The U.S. economy won’t collapse when the automatic spending cuts start hitting after Friday’s deadline. A few economists even say the sequester and its indiscriminate whack at the budget could eventually help the economy grow faster than it would have otherwise.
That’s the silver lining. Here are the clouds: The sequester is coming at a particularly inopportune time in the still-fragile U.S. recovery, it promises to bite consumers and business activity quickly, and the Washington area will feel its pain acutely.
While the cuts represent a relatively small slice of federal spending — about $44 billion this year in actual dollars — most forecasters say they are large enough to reduce economic growth by at least half a percentage point for the year. They will kill public- and private-sector jobs and drain precious buying power out of the economy.
Forecasters also expect the economy to lose a full point of growth this year from the payroll and income tax increases that lawmakers agreed to in the “fiscal cliff” deal at the end of 2012. And in recent weeks, a new threat to growth has emerged: a sharp rise in gasoline prices that many economists had not predicted for this year.
In other words, the sequester would hit exactly when you wouldn’t want it to, just as the slowly strengthening economy is struggling to shake off other drags on growth.
Federal Reserve Chairman Ben S. Bernanke told a Senate committee Tuesday that the sequester and tax increases “could create a significant head wind” for the economy.
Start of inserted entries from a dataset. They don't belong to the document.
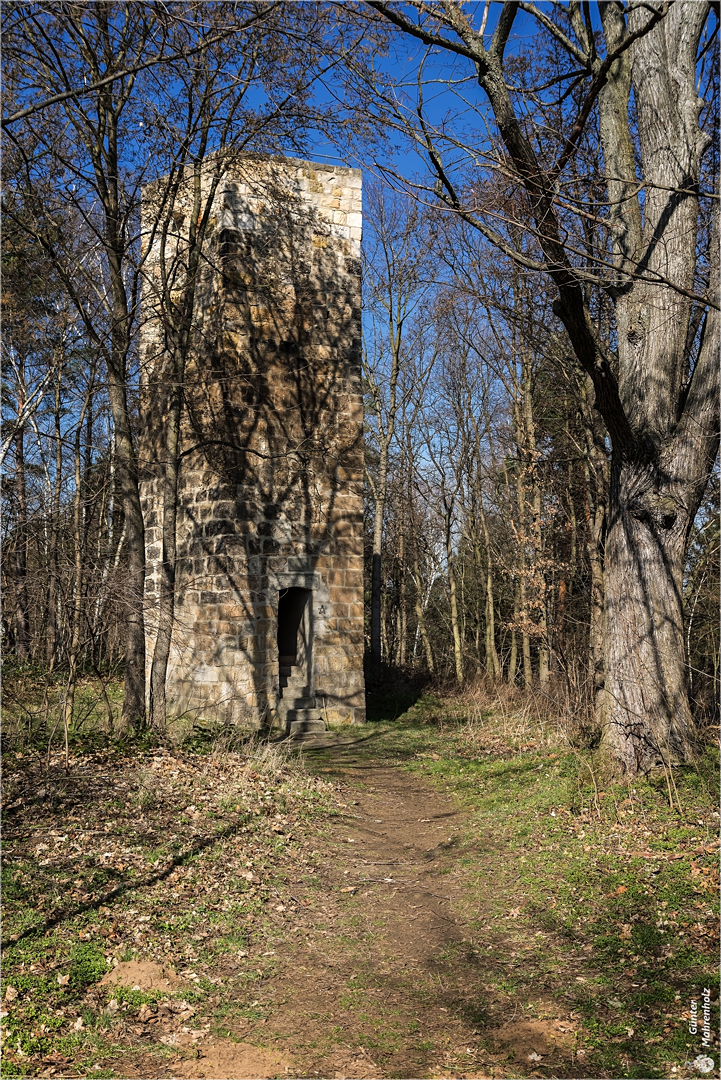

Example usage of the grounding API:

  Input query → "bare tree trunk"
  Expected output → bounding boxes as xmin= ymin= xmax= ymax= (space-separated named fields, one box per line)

xmin=398 ymin=515 xmax=408 ymax=667
xmin=370 ymin=447 xmax=389 ymax=669
xmin=444 ymin=503 xmax=463 ymax=686
xmin=413 ymin=552 xmax=435 ymax=675
xmin=15 ymin=388 xmax=30 ymax=661
xmin=508 ymin=581 xmax=520 ymax=686
xmin=478 ymin=494 xmax=501 ymax=678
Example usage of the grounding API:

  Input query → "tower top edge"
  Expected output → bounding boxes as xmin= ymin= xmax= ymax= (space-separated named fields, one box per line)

xmin=144 ymin=150 xmax=363 ymax=192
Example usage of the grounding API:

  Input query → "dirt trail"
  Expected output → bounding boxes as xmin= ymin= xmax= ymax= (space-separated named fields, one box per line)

xmin=220 ymin=747 xmax=570 ymax=1078
xmin=127 ymin=741 xmax=581 ymax=1080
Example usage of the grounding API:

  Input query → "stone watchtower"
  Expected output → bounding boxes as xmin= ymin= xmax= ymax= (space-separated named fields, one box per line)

xmin=141 ymin=157 xmax=365 ymax=732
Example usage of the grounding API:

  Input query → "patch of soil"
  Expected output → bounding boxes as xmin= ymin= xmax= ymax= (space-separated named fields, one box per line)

xmin=172 ymin=1039 xmax=290 ymax=1080
xmin=493 ymin=1021 xmax=572 ymax=1068
xmin=100 ymin=960 xmax=188 ymax=991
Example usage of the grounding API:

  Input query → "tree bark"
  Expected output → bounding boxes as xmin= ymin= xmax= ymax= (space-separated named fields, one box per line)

xmin=15 ymin=388 xmax=30 ymax=661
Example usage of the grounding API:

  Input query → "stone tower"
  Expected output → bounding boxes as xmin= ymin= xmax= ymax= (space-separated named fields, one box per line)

xmin=141 ymin=156 xmax=365 ymax=732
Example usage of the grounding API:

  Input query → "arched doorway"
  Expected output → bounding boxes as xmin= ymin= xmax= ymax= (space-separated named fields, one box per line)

xmin=277 ymin=586 xmax=312 ymax=673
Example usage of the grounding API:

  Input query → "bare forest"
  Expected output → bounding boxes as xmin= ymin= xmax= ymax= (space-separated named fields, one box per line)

xmin=2 ymin=2 xmax=719 ymax=772
xmin=0 ymin=0 xmax=721 ymax=1080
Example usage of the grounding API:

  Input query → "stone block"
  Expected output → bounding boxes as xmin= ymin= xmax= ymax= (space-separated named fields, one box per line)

xmin=141 ymin=159 xmax=364 ymax=724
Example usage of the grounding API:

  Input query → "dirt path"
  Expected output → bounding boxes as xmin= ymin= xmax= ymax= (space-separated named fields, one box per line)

xmin=207 ymin=750 xmax=573 ymax=1078
xmin=264 ymin=761 xmax=474 ymax=1077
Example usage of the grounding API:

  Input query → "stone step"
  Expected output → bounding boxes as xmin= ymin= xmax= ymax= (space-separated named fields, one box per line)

xmin=285 ymin=708 xmax=325 ymax=727
xmin=280 ymin=675 xmax=308 ymax=690
xmin=277 ymin=694 xmax=316 ymax=713
xmin=287 ymin=719 xmax=326 ymax=739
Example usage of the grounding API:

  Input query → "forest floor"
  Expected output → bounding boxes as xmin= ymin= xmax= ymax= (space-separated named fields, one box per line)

xmin=2 ymin=697 xmax=719 ymax=1080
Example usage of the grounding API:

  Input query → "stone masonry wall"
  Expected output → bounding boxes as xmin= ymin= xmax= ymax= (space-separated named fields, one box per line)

xmin=141 ymin=157 xmax=365 ymax=726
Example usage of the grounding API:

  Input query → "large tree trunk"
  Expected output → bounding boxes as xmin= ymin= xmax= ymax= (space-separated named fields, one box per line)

xmin=604 ymin=451 xmax=692 ymax=774
xmin=444 ymin=505 xmax=463 ymax=686
xmin=600 ymin=3 xmax=719 ymax=774
xmin=15 ymin=406 xmax=30 ymax=661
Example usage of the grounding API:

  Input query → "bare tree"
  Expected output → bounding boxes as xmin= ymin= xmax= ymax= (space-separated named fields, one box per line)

xmin=360 ymin=0 xmax=719 ymax=773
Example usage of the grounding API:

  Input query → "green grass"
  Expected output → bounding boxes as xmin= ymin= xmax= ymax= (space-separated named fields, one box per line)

xmin=306 ymin=697 xmax=719 ymax=1078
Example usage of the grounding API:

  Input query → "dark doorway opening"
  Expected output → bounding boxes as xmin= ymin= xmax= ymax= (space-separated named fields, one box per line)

xmin=277 ymin=588 xmax=311 ymax=665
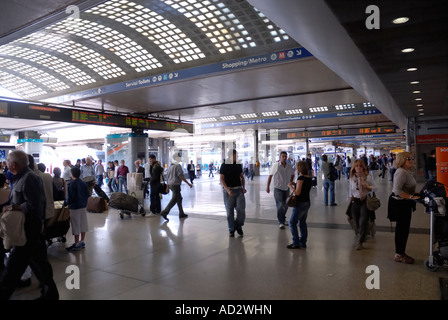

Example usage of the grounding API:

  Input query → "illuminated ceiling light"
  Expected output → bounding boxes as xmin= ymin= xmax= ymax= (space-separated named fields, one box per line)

xmin=392 ymin=17 xmax=409 ymax=24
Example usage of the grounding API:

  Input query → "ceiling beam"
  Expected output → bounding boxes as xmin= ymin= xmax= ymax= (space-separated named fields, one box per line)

xmin=248 ymin=0 xmax=406 ymax=129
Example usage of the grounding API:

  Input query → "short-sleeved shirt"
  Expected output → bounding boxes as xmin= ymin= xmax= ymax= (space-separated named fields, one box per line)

xmin=296 ymin=176 xmax=311 ymax=202
xmin=219 ymin=163 xmax=243 ymax=188
xmin=269 ymin=162 xmax=294 ymax=191
xmin=392 ymin=168 xmax=417 ymax=196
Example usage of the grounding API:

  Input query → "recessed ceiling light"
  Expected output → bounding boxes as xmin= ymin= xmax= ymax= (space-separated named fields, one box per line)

xmin=392 ymin=17 xmax=409 ymax=24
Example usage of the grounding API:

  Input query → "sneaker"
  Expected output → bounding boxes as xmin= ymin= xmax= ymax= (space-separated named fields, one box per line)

xmin=65 ymin=242 xmax=82 ymax=251
xmin=160 ymin=212 xmax=170 ymax=221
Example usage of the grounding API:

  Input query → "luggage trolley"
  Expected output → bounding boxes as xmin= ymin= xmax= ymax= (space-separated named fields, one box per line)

xmin=420 ymin=180 xmax=448 ymax=272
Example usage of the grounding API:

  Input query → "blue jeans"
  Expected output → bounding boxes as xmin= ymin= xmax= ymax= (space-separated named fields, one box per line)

xmin=274 ymin=188 xmax=289 ymax=224
xmin=289 ymin=201 xmax=311 ymax=247
xmin=118 ymin=176 xmax=128 ymax=193
xmin=223 ymin=188 xmax=246 ymax=232
xmin=161 ymin=185 xmax=185 ymax=217
xmin=323 ymin=178 xmax=335 ymax=205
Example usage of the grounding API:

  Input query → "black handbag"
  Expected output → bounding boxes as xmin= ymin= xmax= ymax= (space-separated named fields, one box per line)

xmin=366 ymin=192 xmax=381 ymax=211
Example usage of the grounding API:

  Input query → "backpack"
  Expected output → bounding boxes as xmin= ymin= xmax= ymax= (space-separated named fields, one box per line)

xmin=328 ymin=162 xmax=338 ymax=181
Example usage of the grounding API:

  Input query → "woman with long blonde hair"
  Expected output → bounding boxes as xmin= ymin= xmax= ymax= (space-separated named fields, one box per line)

xmin=350 ymin=159 xmax=375 ymax=250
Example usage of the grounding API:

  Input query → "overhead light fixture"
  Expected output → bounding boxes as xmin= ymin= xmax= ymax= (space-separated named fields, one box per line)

xmin=392 ymin=17 xmax=409 ymax=24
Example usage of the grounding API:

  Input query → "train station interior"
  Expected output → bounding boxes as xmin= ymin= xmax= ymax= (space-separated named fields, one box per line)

xmin=0 ymin=0 xmax=448 ymax=304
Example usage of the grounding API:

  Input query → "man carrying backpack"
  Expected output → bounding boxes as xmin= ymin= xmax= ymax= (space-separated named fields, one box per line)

xmin=321 ymin=154 xmax=337 ymax=206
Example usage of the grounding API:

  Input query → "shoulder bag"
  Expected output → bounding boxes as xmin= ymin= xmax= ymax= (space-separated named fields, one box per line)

xmin=366 ymin=192 xmax=381 ymax=211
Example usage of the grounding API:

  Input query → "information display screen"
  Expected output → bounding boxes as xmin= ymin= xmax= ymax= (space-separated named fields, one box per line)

xmin=7 ymin=102 xmax=193 ymax=133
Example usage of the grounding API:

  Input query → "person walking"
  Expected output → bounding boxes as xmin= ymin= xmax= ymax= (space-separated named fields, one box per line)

xmin=286 ymin=161 xmax=311 ymax=249
xmin=219 ymin=149 xmax=246 ymax=237
xmin=95 ymin=159 xmax=104 ymax=188
xmin=65 ymin=167 xmax=90 ymax=251
xmin=149 ymin=154 xmax=163 ymax=214
xmin=160 ymin=151 xmax=193 ymax=221
xmin=266 ymin=151 xmax=298 ymax=229
xmin=350 ymin=159 xmax=375 ymax=250
xmin=117 ymin=160 xmax=129 ymax=193
xmin=321 ymin=154 xmax=337 ymax=206
xmin=392 ymin=152 xmax=420 ymax=264
xmin=187 ymin=160 xmax=196 ymax=184
xmin=0 ymin=150 xmax=59 ymax=300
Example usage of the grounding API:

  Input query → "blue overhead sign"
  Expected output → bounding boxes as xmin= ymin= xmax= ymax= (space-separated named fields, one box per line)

xmin=44 ymin=48 xmax=312 ymax=103
xmin=200 ymin=108 xmax=381 ymax=129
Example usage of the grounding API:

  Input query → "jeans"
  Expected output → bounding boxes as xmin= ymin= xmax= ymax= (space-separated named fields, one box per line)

xmin=323 ymin=178 xmax=335 ymax=205
xmin=149 ymin=182 xmax=162 ymax=213
xmin=118 ymin=177 xmax=128 ymax=193
xmin=351 ymin=199 xmax=369 ymax=243
xmin=289 ymin=201 xmax=311 ymax=247
xmin=274 ymin=188 xmax=289 ymax=224
xmin=162 ymin=185 xmax=185 ymax=217
xmin=224 ymin=188 xmax=246 ymax=232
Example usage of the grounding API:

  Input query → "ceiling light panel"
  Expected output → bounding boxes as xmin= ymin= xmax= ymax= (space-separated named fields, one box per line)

xmin=47 ymin=18 xmax=162 ymax=72
xmin=0 ymin=45 xmax=96 ymax=86
xmin=13 ymin=32 xmax=126 ymax=80
xmin=0 ymin=70 xmax=47 ymax=98
xmin=161 ymin=0 xmax=256 ymax=54
xmin=86 ymin=0 xmax=205 ymax=63
xmin=0 ymin=57 xmax=70 ymax=91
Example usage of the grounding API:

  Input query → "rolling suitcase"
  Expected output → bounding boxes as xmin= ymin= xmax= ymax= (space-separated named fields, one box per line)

xmin=86 ymin=197 xmax=106 ymax=213
xmin=93 ymin=184 xmax=109 ymax=202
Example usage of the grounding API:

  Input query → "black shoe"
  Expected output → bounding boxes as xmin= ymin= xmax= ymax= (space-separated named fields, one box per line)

xmin=17 ymin=278 xmax=31 ymax=288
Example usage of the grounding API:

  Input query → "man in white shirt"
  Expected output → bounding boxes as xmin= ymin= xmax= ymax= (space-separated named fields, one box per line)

xmin=266 ymin=151 xmax=295 ymax=229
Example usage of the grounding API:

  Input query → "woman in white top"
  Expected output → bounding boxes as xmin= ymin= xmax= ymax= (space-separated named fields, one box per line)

xmin=350 ymin=159 xmax=375 ymax=250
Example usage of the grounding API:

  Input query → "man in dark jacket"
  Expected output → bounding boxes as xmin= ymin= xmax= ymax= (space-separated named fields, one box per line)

xmin=0 ymin=150 xmax=59 ymax=300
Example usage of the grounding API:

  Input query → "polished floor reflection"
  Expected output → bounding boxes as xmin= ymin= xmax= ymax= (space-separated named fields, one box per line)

xmin=13 ymin=170 xmax=448 ymax=300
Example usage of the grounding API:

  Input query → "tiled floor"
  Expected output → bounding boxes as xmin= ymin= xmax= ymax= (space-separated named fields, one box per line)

xmin=8 ymin=170 xmax=448 ymax=300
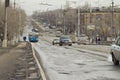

Given how slowly the economy is growing as is, he added, “this additional near-term burden on the recovery is significant.”
Ian Shepherdson, chief economist for Pantheon Macroeconomic Advisers, sounded a more dire warning in a research note this week. “The danger is real,” he wrote, “and markets are still, in our view, much too relaxed about the possible extent of the damage.”
The Washington area will absorb a disproportionate share of that damage because its economy depends so heavily on government spending.
Virginia, Maryland and the District depend more on federal contracting as a share of their economies than any other states, the Pew Charitable Trusts estimated in a recent report.
Two out of every five dollars in the metropolitan area’s economy come directly from the federal government, according to economists at the George Mason University Center for Regional Analysis.
Half of that money comes from federal contracting, a quarter comes from federal wages and salaries, and a quarter comes from other government sources, such as Medicare and Social Security payments.
The bulk of that spending is vulnerable to the impending cuts. The Center for Regional Analysis estimates that the D.C.-Maryland-Virginia region is the recipient of 21 percent of the federal money subject to sequestration, even though it is home to less than 5 percent of the U.S. population.
Just the threat of sequestration is already slowing the region’s economy, said Mark Vitner, a senior economist for Wells Fargo who has analyzed the sequester’s impact extensively. Contractors have pulled back on hiring, and government agencies have chosen not to renew some contract workers.
The effects of those pullbacks figure to ripple into areas of the economy not directly supported by the government. Workers who receive furlough notices will probably eat out less, for example, affecting restaurant profits and hiring.
Federal spending growth helped insulate the Washington area from the worst effects of the recession, Vitner said. Now that the region is about to get slammed, he said, “It’s kind of hard for somebody in South Dakota to get very worried about it.”
President Obama has warned about the potential damage of allowing the cuts to go through. But if they do, much of the nation might not feel the impacts for a while, except in a few select areas, such as military-dependent South Carolina and nuclear-lab hub New Mexico.
In other areas, economists say, it will take a while for the furloughs and job cuts to take effect, though federal unemployment recipients figure to see their checks reduced immediately.
“You’re really going to see most of [the impact] in April and May, because it takes some time to take the gears of the government and throw them in reverse,” said Michael Hanson, senior U.S. economist at Bank of America Merrill Lynch. “It’s certainly not going to be this immediate bang on Friday.”
Where economists see silver linings from the sequester, they’re usually not immediate, either.
Rather, they stem from the hope that the sequester will reduce future budget deficits — and with them the odds of federal borrowing costs increasing several years from now.
“Should the sequestration be reversed or canceled,” Wells Fargo economists John Silva and Michael Brown wrote this week, “the result would support short-run economic growth at the cost of reducing the long-run rate of growth of the U.S. economy.”
In his testimony Tuesday, Bernanke warned that the opposite could be true, that the sequester, by reducing growth, could “lead to less actual deficit reduction in the short run.”